The world’s second-largest economy cut its position in U.S. government securities by $36.5 billion, or 3.1 percent, to $1.14 trillion, according to Treasury Department data released yesterday in Washington. At the same time, the data showed total foreign ownership increased 2 percent to a record $4.57 trillion as global investors sought a refuge from the financial market turmoil that followed the downgrade.
Treasuries beat stocks and commodities in August as the combination of the downgrade to AA+, slowing U.S. growth and Europe’s debt crisis drove investors into the world’s biggest and most-liquid debt market. The Treasury data also showed that holdings of Treasuries increased in the U.K. and Caribbean, where other nations often conduct purchases through.
The move in China’s figure “is not a question of people disinvesting in the U.S. because there’s a negative macro outlook,” said James Caron, head of U.S. interest-rate strategy at Morgan Stanley in New York, one of 22 primary dealers that trade Treasuries with the Federal Reserve. “This is a lot more technical in nature that has to do with dollar strengthening and opportunistic selling, given how low yields went.”
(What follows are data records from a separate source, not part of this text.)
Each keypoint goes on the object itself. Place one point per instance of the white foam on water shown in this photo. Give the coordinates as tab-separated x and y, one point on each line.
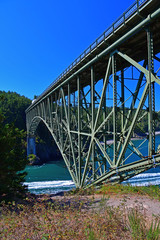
49	184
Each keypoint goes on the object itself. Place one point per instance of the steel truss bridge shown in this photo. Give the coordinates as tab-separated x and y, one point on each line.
94	108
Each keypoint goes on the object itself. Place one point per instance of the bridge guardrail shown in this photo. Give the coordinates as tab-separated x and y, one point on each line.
135	7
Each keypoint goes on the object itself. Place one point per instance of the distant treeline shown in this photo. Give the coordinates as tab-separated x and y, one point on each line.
13	106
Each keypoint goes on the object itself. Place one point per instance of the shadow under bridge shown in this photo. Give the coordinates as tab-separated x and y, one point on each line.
104	109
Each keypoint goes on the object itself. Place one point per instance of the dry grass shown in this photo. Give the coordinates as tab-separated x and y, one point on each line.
71	218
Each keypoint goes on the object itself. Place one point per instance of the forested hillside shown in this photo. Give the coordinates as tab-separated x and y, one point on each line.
13	158
13	106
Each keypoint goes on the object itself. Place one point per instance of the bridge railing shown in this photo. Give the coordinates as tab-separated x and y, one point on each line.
135	7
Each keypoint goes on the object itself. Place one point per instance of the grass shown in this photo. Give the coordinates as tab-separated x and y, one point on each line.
151	191
74	218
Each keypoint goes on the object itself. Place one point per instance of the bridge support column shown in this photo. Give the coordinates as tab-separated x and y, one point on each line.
93	118
151	96
31	145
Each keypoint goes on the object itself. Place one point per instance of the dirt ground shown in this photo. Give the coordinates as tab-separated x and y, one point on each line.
146	205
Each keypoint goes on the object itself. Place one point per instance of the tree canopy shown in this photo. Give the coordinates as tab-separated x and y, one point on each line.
13	107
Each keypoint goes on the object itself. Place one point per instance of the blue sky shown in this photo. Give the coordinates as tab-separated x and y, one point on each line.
40	38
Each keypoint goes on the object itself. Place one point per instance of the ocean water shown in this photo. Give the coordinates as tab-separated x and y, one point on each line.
53	177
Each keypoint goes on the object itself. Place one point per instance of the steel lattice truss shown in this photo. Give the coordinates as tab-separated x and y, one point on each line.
93	123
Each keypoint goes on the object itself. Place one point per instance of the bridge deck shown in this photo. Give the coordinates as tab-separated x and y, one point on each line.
122	26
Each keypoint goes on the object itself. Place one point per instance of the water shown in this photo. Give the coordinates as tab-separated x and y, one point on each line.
53	177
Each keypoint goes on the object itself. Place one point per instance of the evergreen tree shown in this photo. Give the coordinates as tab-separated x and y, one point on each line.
12	161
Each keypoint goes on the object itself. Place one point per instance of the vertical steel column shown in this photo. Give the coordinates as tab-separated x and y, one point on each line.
79	130
93	119
151	96
123	105
114	109
62	137
104	127
69	118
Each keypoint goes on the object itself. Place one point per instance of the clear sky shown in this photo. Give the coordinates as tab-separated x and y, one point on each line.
40	38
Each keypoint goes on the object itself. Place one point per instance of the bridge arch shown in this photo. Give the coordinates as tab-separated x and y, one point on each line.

Treasuries returned 2.8 percent in August, while the global bond market gained 1.99 percent, according to Bank of America Merrill Lynch index data. The MSCI All-Country World Index of stocks fell 7 percent the same month, the biggest slump since May 2010, and the Standard & Poor’s GSCI Total Return Index of commodities lost 1.8 percent. Since August, the U.S. Treasury Master Index has gained 0.76 percent through Oct. 17.